What it is / how it works — A verified pipeline pins and records four things, so any run is re-executable from its provenance:

  • Code and environment — exact versions of every package, container, and model weight, not "latest." The danger is silent drift: a dependency bump that quietly changes a result.
  • Parameters and configuration — every threshold, seed, and tile size captured as data, because configuration debt is where reproducibility quietly dies.
  • Determinism — controlled random seeds and, where GPU non-determinism matters, awareness that the same model can produce different masks across runs unless pinned.
  • Provenance and acquisition metadata — the run manifest: instrument, acquisition settings, and processing lineage, distinguishing provenance metadata (how it was made) from quality metadata (how good it is), aligned to OME/NGFF and QUAREP-LiMi so a run is interpretable by someone who wasn't there.

The unifying idea from Sculley et al. is that data dependencies are more dangerous than code dependencies, and most of a system is not the model — it is glue, configuration, and undeclared consumers. Verification is the engineering practice that keeps that surface under control: declarative workflows (e.g. Snakemake), pinned environments, regression tests on fixed inputs, and a manifest emitted with every result.

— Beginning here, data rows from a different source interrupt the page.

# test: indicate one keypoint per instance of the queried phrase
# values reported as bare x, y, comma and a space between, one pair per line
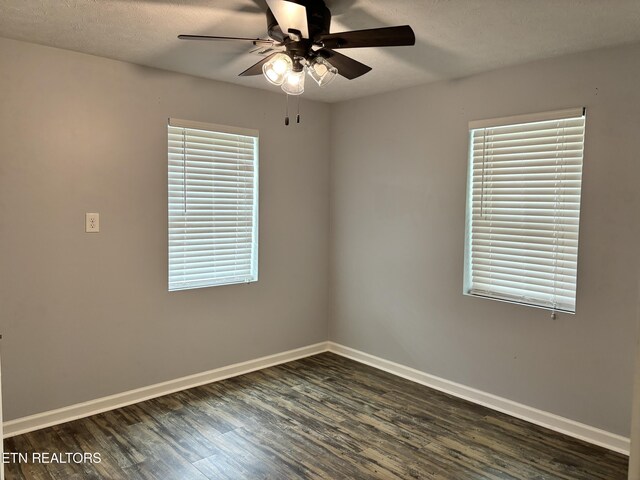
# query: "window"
213, 205
523, 209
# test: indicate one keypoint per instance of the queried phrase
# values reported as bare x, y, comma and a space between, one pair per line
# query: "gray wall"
634, 460
399, 169
88, 315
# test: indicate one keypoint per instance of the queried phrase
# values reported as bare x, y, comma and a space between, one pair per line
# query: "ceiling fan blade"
256, 69
347, 67
375, 37
256, 41
290, 16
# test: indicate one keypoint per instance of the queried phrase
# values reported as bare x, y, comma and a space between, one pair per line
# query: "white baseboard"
563, 425
92, 407
554, 422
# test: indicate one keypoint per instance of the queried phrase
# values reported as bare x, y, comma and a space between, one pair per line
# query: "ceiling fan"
299, 41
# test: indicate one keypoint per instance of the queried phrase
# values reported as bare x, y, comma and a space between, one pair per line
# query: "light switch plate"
92, 222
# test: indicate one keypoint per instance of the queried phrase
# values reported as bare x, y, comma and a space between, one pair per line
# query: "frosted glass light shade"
322, 71
294, 83
276, 69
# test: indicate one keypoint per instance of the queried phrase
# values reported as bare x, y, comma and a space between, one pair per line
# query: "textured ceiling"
454, 38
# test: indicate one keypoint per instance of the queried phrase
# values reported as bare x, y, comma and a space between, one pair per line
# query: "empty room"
307, 239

Where it breaks — Verification fails quietly because nothing errors — the pipeline runs, just differently. In Cell Painting, an unpinned illumination-correction or feature-extraction version shifts profiles across plates and is misread as a batch effect. In digital pathology, a scanner firmware or stain-normalization change moves slide-level scores with no code diff to blame. In light-sheet, a deconvolution library update alters segmentation in deep volumes that no one re-checks. In spatial omics, a registration parameter that lives in someone's notebook — not in version control — makes the transcript-to-cell assignment unreproducible. The through-line is CACE: changing anything changes everything, so the only defense is to make "anything" explicit and recorded. Verification is what lets validation mean something — you cannot trust a result you cannot reproduce.

If a result cannot be regenerated from a pinned environment and a recorded manifest, it is an anecdote. Emit the manifest with every run, before you argue about the biology.